Le succès de ces plateformes auprès des consommateurs est tel que même les chaines (essentiellement, de pizza) qui avaient leurs propres livreurs, s’y sont mises.

Concrètement, comment cela se passe dans le cadre d’un réseau de franchise/distribution ?

La tête du réseau, le franchiseur, négocie un accord-cadre avec la plateforme, auquel adhèrent les membres du réseau. Suivant les réseaux, cette adhésion peut être obligatoire ou facultative.

L’accord-cadre détermine le taux de la commission versé par le franchisé à la plateforme, les dispositions sur les prix pratiqués et l’obligation de participer aux actions promotionnelles décidées par la plateforme.

En fonction de la situation du restaurant (centre-ville par exemple), les ventes par le biais des agrégateurs peuvent représenter entre 30% et 50% du chiffre d’affaires du franchisé.
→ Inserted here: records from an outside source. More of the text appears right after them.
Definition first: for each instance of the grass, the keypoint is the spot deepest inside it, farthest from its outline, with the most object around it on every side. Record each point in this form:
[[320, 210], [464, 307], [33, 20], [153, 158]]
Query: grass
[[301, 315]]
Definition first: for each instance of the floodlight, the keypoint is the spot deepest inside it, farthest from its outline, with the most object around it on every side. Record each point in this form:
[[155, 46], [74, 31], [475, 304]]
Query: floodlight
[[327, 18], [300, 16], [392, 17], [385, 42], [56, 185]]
Mais alors, est-ce que ces ventes sont vraiment profitables pour le franchisé ? C’est la question que se posent de nombreux franchisés car l’augmentation des volumes des ventes ne rime pas, dans ce cas précis, avec l’augmentation de la marge.
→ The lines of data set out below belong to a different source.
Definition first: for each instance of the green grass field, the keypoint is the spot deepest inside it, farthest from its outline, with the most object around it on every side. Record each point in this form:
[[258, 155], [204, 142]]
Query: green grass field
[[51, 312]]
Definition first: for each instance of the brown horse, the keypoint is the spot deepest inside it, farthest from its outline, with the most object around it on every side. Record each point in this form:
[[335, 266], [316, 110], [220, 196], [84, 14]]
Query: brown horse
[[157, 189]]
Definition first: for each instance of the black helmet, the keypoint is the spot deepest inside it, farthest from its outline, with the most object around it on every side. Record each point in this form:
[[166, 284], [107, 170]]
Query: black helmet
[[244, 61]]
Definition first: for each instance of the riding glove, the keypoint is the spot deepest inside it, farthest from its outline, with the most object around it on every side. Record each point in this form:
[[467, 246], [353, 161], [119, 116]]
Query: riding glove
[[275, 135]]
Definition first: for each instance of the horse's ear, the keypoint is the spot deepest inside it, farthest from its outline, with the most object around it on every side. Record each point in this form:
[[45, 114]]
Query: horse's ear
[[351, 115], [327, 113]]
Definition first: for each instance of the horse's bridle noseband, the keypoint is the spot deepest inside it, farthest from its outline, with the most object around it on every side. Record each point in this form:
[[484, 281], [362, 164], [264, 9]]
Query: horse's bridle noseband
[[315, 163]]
En effet, pour le même cout de revient du produit vendu, et même si le prix de vente peut parfois être légèrement supérieur à celui pratiqué sur place, la marge perçue s’avère modique, voire parfois inexistante : 

  • Les plateformes pratiquent des actions promotionnelles agressives, pourtant obligatoires, qui mettent à mal la marge du franchisé
  • Les livreurs n’étant pas équipés pour la livraison des plats chauds, les franchisés soucieux de leurs clients investissent dans les sacs isothermes à usage unique, au préjudice de leur marge, 
  • Sur le montant de la vente (le chiffre d’affaires brut LAD), le franchisé payera environ 20% à l’agrégateur, ce qui diminue d’autant sa marge,
  • La redevance contractuelle due au franchiseur s’appliquera sur le chiffre d’affaires brut, c’est-à-dire aussi sur les 20% payés à l’agrégateur. C’est une redevance sur une charge exposée par le franchisé
  • Nombre d’accords-cadres prévoient une rétrocession au profit du franchiseur sur le volume des ventes réalisés par le réseau (souvent, 1% sur les 20% versés par le franchisé à l’agrégateur). Le franchiseur appliquera cependant sa redevance contractuelle même sur la commission qui lui est versée par ailleurs.
  • L’augmentation des volumes des ventes (du chiffre d’affaires global) pourrait entrainer l’augmentation des loyers commerciaux ou des redevances de franchise s’ils sont progressifs et non pas en taux fixe. Là encore, la marge du franchisé prend un coup.

Alors, si la vente par le biais des agrégateurs est certainement une excellente chose pour la marque et sa notoriété ainsi que pour les finances du franchiseur, il n’est pas certain qu’elle soit aussi bénéfique pour le franchisé et pour l’équilibre financier de son exploitation. Dans le respect du principe de la bonne foi dans l’exécution des contrats et pour rééquilibrer les charges et les profits liés à la livraison à domicile par les agrégateurs, les franchiseurs devraient revoir l’assiette de leur redevance et exclure de celle-ci les commissions versées par les franchisés aux agrégateurs.